Prove that $ a^{k} + b^{k} + c^{k} \ge a^{k-1}b + b^{k-1}c + c^{k-1}a$

Question

Prove that $ a^{k} + b^{k} + c^{k} \geq a^{k-1}b + b^{k-1}c + c^{k-1}a$ where $a, b, c$ are positive real numbers and $k$ is a positive integer.

I don't know how to start.

Answer 1

Hint:

Use Cauchy-Schwarz inequality with the vectors $(a^{k-1}, b^{k-1}, c^{k-1})$ and $(u,v,w)$. When do we have equality?
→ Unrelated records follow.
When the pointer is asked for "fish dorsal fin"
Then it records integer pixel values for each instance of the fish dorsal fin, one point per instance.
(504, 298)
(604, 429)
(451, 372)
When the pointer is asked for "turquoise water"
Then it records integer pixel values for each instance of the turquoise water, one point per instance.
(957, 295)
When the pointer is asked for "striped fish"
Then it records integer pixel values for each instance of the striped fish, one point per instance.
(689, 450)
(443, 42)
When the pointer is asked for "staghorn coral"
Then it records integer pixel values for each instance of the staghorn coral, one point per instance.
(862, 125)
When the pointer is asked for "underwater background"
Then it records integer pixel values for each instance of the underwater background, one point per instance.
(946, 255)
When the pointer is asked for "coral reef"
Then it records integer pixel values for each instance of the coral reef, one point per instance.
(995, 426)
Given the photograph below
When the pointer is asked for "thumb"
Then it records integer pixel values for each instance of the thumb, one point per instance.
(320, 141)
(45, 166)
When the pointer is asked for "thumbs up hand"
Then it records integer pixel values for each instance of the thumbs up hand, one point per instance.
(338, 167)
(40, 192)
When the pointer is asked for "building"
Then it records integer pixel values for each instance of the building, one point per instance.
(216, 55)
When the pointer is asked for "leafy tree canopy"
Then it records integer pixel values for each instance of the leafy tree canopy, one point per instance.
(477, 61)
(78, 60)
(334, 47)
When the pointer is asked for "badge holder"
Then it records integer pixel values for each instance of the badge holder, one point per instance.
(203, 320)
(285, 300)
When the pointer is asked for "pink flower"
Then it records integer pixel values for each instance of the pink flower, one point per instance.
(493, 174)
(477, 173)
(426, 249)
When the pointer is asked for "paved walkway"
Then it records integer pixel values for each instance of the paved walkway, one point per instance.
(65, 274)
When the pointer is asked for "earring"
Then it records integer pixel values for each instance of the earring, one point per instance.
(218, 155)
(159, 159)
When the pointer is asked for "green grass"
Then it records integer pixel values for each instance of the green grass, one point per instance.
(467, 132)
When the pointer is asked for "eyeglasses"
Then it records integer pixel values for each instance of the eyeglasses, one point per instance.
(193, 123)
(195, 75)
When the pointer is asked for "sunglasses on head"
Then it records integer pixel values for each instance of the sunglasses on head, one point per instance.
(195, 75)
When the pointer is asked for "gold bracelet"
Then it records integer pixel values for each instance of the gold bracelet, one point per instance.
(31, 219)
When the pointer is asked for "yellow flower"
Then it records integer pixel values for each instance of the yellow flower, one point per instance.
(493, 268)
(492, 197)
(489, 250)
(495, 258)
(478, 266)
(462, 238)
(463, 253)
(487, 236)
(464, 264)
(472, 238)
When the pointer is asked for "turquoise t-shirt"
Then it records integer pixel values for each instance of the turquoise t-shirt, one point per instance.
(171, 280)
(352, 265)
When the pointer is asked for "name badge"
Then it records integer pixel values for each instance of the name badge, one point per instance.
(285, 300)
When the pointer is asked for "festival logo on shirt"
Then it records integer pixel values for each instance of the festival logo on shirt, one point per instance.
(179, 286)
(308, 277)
B.t.w., the strict inequality is false if $a=b=c$.

Answer 2

Since $\left(a^{k-1},b^{k-1},c^{k-1}\right)$ and $(a,b,c)$ are the same ordered,

your inequality follows from Rearrangement: $$a^k+b^k+c^k=a^{k-1}\cdot{a}+b^{k-1}\cdot{b}+c^{k-1}\cdot{c}\geq a^{k-1}b+b^{k-1}c+c^{k-1}a$$ Done!

Answer 3

A natural approach is the following.

Rewrite the inequality into $$a^{k-1}(a-b) + b^{k-1}(b-c) + c^{k-1}(c-a) \ge 0.$$ Notice that $c-a = -(a-b) - (b-c)$, the last inequality can be rewritten as $$a^{k-1}(a-b) + b^{k-1}(b-c) - c^{k-1}(a-b) - c^{k-1}(b-c) \ge 0.$$ Regrouping: $$(a^{k-1} - c^{k-1})(a-b) + (b^{k-1}- c^{k-1})(b-c) \ge 0.$$ The first term is non-negative if we assume (WLOG) $a=\max(a,b,c)$, the second term is always non-negative, thus the inequality is clearly true.